As further clarification, the following terms are used herein as defined below:

Term Meaning
pcentral Central Control System
pclient Client Terminal
Proxy or Communication Controller Machine
Firewall
plevel Protection level of Digital Assets and Clearance level of
custodians
POST-count Power-On-Self-Test (or Reboot) count
DA Digital Asset
DAP Digital Asset Protection software package
Custodian User or users configured through the system to access
digital assets
Locked Process Process which has opened a digital asset
Unlocked Process which has not yet opened a digital asset
Process
Sanitise Complete deletion of a data file or files from persistent
storage media by overwriting all addressable locations
with a character, its complement, then a random
character and verify, in compliance with US Department
of Defence in the clearing and sanitising standard DoD
5220.22-M.

Architecture Overview

This particular embodiment is being further extended for an enhanced embodiment integrating, for example but not limited to, support for multiple or linked DAP systems, support for group-based authentication, links to external audit processes, single logical access to multiple physical databases, etc.
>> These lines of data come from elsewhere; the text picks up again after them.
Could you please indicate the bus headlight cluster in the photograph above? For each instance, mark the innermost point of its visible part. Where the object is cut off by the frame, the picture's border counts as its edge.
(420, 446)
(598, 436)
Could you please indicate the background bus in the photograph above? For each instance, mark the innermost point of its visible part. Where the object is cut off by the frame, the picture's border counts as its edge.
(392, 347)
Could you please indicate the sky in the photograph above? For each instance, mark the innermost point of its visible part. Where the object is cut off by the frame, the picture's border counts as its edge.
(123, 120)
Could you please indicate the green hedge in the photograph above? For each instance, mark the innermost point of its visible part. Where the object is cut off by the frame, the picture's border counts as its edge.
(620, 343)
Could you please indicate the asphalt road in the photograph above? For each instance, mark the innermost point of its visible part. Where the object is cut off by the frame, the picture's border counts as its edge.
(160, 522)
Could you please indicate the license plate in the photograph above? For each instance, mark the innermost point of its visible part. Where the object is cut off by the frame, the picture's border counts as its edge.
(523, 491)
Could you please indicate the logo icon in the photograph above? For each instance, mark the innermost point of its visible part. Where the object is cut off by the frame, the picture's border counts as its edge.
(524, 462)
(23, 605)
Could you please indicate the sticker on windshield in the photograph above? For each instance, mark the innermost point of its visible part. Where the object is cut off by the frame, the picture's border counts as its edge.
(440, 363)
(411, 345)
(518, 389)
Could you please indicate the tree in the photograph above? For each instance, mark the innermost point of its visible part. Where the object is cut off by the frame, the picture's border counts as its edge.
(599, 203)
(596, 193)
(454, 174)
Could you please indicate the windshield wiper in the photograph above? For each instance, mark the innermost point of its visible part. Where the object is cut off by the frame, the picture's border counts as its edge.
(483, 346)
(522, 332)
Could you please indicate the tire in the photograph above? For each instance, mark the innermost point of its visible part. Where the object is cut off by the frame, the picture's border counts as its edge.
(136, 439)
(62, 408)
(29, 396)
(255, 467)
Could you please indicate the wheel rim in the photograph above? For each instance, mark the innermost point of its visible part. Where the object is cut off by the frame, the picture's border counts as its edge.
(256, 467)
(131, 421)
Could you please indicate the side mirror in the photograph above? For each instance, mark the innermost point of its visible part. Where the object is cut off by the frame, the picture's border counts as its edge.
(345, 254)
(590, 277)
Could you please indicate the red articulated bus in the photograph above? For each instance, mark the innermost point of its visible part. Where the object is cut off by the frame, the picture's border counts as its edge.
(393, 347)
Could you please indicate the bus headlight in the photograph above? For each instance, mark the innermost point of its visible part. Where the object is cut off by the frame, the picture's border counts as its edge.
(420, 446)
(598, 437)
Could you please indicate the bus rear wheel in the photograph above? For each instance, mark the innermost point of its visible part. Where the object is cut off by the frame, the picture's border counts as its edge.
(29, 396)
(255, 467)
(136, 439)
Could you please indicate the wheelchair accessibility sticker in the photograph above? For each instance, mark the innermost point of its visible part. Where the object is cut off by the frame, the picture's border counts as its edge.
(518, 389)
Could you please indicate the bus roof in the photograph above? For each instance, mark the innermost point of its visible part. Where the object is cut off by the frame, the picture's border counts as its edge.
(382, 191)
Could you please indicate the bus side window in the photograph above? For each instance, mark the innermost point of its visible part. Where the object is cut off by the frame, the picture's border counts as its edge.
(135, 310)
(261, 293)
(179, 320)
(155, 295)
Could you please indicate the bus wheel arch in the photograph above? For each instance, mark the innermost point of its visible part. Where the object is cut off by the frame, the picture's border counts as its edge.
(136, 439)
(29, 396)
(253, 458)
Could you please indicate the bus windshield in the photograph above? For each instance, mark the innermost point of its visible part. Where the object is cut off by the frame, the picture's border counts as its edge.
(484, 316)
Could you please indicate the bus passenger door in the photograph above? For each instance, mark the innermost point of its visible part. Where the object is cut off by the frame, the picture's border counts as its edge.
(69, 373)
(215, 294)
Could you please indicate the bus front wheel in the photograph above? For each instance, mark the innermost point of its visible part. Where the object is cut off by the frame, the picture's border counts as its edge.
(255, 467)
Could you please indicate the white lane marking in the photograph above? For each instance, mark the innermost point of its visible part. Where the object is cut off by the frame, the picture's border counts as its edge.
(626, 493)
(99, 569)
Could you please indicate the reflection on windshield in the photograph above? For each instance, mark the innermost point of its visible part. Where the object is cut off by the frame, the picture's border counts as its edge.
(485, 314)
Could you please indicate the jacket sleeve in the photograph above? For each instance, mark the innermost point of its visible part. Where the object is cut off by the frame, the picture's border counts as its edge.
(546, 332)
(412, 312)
This particular embodiment is intended for use on Microsoft Windows NT-derived systems (NT 4.0, Windows 2003, Windows XP and Windows 2003 server). Also, in this particular embodiment only, digital assets are limited to Microsoft Office documents (Word, Excel, PowerPoint). Obviously, other embodiments can be readily developed that relate to any other type of system (including, but not limited to, Unix, Linux, Mac OS, etc.), document or file type. Other particular embodiments may also provide for: Support of multiple or linked DAP's; External check/audit of DAP process; Facilitation of single logical access to multiple physical database locations as a single logical read; and/or portability and platform independence.

Use Cases

PClient Installation:

The pclient DAP installation is performed using a standard install.exe file. This installation can either be performed after Windows NT installation, or on demand (‘pushed’ by pcentral using some distribution software or explicitly installed by the custodian using the DAP install software on CD or network drive). The installation comprises the main software installation, pclient digital certificate generation (and digital signature by pcentral) and conversion of the existing ‘sensitive’ documents to Digital Assets. This process is illustrated in FIG. 5.

PClient POST Check:

Each time the machine is rebooted, it performs a simple POST check, consisting (in this particular implementation) of counting the number of reboots since the last connection to pcentral. Other implementations can include other tests and checks to enable control and enforce periodic connection to pcentral as required by the end-user organisation's business rules. This process is illustrated in FIG. 6.

PClient Integrity Check:

Pclient permanently (in real time and at given intervals) checks its integrity and attempts to detect intrusion attempts. This process is illustrated in FIG. 7.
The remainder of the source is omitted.